I think it is useful to think in terms of years of funded retirement. Compute (retirement assets) / (annual expenses) and you'll get the years of funded retirement with no inflation and zero investment growth. Then the question begins to center on the actual problem, how to grow assets to outpace inflation for the length of retirement with a high degree of certainty.

Using historical returns like fire calc does (pretty much the entire recorded financial history) helps to avoid wishful thinking from short term patterns. But it still assumes that past performance is indicative of future results. In the end some assumption about the future is necessary.
 
The answer to the OPs question is an emphatic, No, extrapolating from 5 years of data is not prudent.

Kudos for being willing to do and think about monte-carlo simulation, but as with all models, so much relies on the assumptions made for the inputs.

I think it is useful to think in terms of years of funded retirement. Compute (retirement assets) / (annual expenses) and you'll get the years of funded retirement with no inflation and zero investment growth. Then the question begins to center on the actual problem, how to grow assets to outpace inflation for the length of retirement with a high degree of certainty.

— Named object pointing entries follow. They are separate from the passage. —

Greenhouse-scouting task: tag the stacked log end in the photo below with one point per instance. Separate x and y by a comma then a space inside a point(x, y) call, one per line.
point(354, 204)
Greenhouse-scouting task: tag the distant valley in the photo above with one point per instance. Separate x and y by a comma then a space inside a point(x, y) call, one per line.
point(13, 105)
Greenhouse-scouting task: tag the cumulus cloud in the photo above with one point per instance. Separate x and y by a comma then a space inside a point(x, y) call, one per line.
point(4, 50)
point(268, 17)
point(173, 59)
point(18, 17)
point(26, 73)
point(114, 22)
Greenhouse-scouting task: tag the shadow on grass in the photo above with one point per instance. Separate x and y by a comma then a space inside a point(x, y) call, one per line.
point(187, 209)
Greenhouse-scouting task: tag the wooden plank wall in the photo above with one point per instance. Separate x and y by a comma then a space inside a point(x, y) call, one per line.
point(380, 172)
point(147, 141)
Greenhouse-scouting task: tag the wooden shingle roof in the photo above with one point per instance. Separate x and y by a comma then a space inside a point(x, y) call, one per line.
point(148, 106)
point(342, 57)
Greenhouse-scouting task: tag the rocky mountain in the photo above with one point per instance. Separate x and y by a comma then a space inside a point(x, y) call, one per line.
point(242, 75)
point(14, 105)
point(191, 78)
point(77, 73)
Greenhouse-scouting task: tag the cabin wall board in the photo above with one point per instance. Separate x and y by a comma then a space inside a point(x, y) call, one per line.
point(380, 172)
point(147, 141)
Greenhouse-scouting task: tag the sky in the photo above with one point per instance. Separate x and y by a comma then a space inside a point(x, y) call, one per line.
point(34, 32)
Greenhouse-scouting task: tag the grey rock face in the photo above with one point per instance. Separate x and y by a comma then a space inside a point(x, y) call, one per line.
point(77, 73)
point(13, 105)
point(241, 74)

Using historical returns like fire calc does (pretty much the entire recorded financial history) helps to avoid wishful thinking from short term patterns. But it still assumes that past performance is indicative of future results. In the end some assumption about the future is necessary.
Thanks. Point well taken re using the actual historical returns. And yes, there are so many assumptions that can change over time & course correction is needed.
 
I use the US Stock Market's average annual return, after inflation. That's about 7%. 18% is way too high, and IMHO, is unlikely to continue for 25 years. Or 5.
 
IMHO, it is extremely foolish to think that anyone can predict what the market will do at any time for any period in the future. You just happened to have started tracking in one of the best periods of market growth for two years. How about we use the closing value of the S&P 500 on last trading day before Christmas 2021 through 2023 instead. Looks like a gain of 29 points (0.6%). Project that for the next 20 years and see how you do. In my case, I retired as soon as I could and crossed my fingers. Yes, it was around Christmas 2021 and I quickly lost 30% of my net worth. I spent 25 years studying charts, reading financial newsletters, etc and in the end it meant absolutely nothing.
 
^^^^^^^^^

Yeah I retired not too long before the unpleasantness of '08. Kinda scary, but I survived and thrived. I just no longer think in terms of 2 or 3 years as a planning period.
 
^^^^^^^^^

Yeah I retired not too long before the unpleasantness of '08. Kinda scary, but I survived and thrived. I just no longer think in terms of 2 or 3 years as a planning period.
I actually didn't sweat it too bad. Up double from end of 2022 so I guess you just hang in there and everything will be fine.
 
I haven't followed all the responses in the thread but I have couple of comments:
* Returns of 5 years is no where close to a reasonable data set. You need a data set over decades for the securities you have invested in before you can perform any meaningful simulations (which is what FireCalc does).
* An remember, with any calculator/spreadsheet, garbage in = garbage out

Sorry, I don't have any helpful suggestions for your case.
 
IMHO, it is extremely foolish to think that anyone can predict what the market will do at any time for any period in the future. You just happened to have started tracking in one of the best periods of market growth for two years. How about we use the closing value of the S&P 500 on last trading day before Christmas 2021 through 2023 instead. Looks like a gain of 29 points (0.6%). Project that for the next 20 years and see how you do. In my case, I retired as soon as I could and crossed my fingers. Yes, it was around Christmas 2021 and I quickly lost 30% of my net worth. I spent 25 years studying charts, reading financial newsletters, etc and in the end it meant absolutely nothing.
Useful insight, thanks.

As mentioned in the Psychology of Money, if a 30% retreat in net worth would cause sleepless nights, one might not be ready. Sage advice, generally speaking, I sense.